Giorgio Bocca aveva scritto un’invettiva [L’inferno, ndr.], che avrebbe dovuto imprimere una scossa o quanto meno indurre la classe meridionale a guardarsi allo specchio e avviare una seria riflessione. Questo non è avvenuto. Sono le stesse cose che stanno succedendo anche con il nostro libro. Recentemente sono stato a Bari e ho avuto la percezione di una certa diffidenza dovuta al fatto che se due giornalisti del «Corriere della Sera», che è un giornale del Nord, hanno scritto “Se muore il Sud”, allora debba trattarsi necessariamente di un libro contro. Non è così. Ci ostiniamo a ragionare in termini di Nord e Sud, ma l’Italia è una. Se il Sud sta così è perché noi continuiamo a discuterne come se fosse altro dal Paese.

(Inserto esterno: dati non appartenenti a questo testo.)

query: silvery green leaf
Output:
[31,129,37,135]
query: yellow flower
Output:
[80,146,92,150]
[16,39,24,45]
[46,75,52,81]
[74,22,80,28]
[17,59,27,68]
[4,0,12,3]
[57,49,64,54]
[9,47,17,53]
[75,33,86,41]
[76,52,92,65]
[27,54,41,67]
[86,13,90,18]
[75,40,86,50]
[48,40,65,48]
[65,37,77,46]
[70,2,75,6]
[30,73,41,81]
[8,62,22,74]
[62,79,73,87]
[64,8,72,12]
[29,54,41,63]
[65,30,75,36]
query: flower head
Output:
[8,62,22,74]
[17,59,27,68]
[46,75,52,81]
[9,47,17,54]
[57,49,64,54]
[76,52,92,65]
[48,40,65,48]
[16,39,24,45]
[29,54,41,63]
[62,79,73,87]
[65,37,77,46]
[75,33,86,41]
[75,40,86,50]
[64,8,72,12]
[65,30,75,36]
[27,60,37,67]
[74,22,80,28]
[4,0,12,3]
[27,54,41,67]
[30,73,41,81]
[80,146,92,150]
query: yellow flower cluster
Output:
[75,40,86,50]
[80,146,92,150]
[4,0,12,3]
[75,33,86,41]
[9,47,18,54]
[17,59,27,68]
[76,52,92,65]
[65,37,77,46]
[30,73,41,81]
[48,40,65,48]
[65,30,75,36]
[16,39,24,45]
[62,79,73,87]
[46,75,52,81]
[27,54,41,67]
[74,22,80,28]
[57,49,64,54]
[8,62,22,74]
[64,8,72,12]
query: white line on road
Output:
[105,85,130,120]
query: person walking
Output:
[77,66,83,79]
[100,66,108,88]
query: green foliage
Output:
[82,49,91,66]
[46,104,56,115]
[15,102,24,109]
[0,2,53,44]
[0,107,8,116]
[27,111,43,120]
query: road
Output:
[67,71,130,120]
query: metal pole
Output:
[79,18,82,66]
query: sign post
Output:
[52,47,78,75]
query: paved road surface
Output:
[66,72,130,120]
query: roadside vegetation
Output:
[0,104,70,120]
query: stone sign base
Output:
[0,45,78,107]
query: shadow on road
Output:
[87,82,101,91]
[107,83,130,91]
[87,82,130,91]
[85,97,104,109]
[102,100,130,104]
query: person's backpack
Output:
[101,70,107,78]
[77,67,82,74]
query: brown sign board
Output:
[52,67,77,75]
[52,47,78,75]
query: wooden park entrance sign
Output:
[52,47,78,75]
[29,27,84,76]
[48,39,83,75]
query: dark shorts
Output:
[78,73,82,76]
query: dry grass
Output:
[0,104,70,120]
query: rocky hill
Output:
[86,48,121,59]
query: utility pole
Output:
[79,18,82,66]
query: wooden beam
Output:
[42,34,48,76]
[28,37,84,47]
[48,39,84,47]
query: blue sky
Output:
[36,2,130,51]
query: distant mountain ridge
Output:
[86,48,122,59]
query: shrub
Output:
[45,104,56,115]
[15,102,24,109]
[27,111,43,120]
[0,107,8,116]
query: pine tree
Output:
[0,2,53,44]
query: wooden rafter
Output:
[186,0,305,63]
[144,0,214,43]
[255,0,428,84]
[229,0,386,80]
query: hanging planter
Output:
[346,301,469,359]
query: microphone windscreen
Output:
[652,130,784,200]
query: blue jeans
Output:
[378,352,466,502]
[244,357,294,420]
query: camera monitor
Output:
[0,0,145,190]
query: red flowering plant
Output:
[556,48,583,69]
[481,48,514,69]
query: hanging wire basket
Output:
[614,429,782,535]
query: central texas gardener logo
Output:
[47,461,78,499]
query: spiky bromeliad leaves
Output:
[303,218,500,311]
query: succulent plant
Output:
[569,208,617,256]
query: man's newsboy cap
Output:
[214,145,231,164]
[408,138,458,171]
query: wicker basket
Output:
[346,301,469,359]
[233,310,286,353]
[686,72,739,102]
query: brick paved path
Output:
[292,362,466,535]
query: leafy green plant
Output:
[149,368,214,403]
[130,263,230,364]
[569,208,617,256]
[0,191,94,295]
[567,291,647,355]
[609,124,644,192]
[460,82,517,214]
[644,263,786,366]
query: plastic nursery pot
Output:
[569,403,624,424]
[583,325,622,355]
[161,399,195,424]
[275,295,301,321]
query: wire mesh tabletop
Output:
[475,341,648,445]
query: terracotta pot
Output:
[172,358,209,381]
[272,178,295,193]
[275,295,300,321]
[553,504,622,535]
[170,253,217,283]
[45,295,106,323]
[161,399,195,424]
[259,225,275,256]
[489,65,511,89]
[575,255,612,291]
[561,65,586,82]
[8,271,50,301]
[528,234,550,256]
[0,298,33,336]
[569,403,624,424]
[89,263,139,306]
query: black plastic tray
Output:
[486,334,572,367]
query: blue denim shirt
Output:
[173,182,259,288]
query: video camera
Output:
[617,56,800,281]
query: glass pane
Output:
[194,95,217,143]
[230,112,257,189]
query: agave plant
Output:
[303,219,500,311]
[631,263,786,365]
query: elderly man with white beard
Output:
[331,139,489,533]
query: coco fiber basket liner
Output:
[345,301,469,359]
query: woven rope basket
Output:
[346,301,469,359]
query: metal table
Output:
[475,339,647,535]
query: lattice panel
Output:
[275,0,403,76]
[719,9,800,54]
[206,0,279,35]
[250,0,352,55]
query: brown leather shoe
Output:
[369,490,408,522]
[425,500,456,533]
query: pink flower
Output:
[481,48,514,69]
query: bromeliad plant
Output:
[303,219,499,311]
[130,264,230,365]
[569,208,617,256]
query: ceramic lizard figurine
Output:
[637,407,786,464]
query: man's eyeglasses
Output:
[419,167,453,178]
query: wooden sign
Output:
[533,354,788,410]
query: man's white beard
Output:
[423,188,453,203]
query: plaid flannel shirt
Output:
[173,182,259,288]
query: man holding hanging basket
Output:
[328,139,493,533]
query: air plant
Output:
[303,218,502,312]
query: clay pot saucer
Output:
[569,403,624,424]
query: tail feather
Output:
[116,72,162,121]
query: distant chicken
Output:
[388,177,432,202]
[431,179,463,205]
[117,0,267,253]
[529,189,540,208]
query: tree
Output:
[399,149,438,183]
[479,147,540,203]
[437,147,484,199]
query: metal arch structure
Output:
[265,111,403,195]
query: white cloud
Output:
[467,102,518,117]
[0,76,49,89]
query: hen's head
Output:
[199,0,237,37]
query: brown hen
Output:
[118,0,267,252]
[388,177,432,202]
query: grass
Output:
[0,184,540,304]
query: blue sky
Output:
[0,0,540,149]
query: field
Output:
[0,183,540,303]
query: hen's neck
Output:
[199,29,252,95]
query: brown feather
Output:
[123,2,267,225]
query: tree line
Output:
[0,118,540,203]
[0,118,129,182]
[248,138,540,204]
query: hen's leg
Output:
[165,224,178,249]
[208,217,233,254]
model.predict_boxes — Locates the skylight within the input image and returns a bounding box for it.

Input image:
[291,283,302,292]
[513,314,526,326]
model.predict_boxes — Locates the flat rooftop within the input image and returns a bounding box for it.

La Cassa del Mezzogiorno concluse la sua attività nel 1984. Qual è il suo retaggio oggi?
La storia della Cassa del Mezzogiorno consta di due fasi. Nella prima fase si intravvedevano delle prospettive positive, perché si pose finalmente il problema di fare quello che prima di allora non era mai stato fatto, ovvero cercare di porre fine ad uno squilibrio sostanziale investendo in infrastrutture nella parte più debole del Paese. Poi è subentrata la seconda fase, quella peggiore, in cui si è passati a finanziare le famose iniziative a fondo perduto dei privati, le aree industriali, le cattedrali nel deserto che andavano ad arricchire le grandi imprese del Nord, ecc… Soldi che andavano a finire altrove, non rimanevano nel Meridione a produrre sviluppo. Il bilancio dell’attività della Cassa del Mezzogiorno non è molto positivo, in quanto è stata tradita la sua missione originaria, e questo è cominciato già negli anni Settanta.
Sappiamo bene come la mafia si sia insediata al Nord attraverso l’attività dei ‘locali’ e la collusione con diversi imprenditori, arrivando ad insidiare anche gli appalti di Expo 2015. Lei ritiene che le misure adottate finora per arginare e combattere le infiltrazioni mafiose siano sufficienti o andrebbero implementate?
Qui ci sarebbe da fare un discorso un po’ complesso: da una parte si pone un problema di ordine pubblico, che và affrontato immediatamente e concretamente, e dall’altra un problema di cultura. Abbiamo assistito troppo spesso alla consuetudine che la criminalità organizzata venisse chiamata dagli stessi imprenditori del Nord. Qui non basta la semplice repressione poliziesca, in quanto essa può fare molto ma non risolve il problema alla radice: occorre cominciare dall’educazione. Oggi queste organizzazioni hanno buon gioco perché c’è disoccupazione, perché ci sono condizioni sociali molto difficili, mentre la criminalità è l’unica a disporre di buone risorse economiche. L’economia della mafia sottrae risorse allo Stato, come dimostrano le tante truffe ai danni della Comunità Europea, il gettito fiscale sottratto attraverso l’economia nera e la concorrenza sleale, in quanto il riciclaggio di beni mafiosi diventa concorrenza sleale alle imprese. È un problema di sistema molto grave. È sicuramente necessario l’impegno della polizia e della magistratura, ma non basta: ci vuole un salto culturale importante, soltanto così si possono battere le mafie.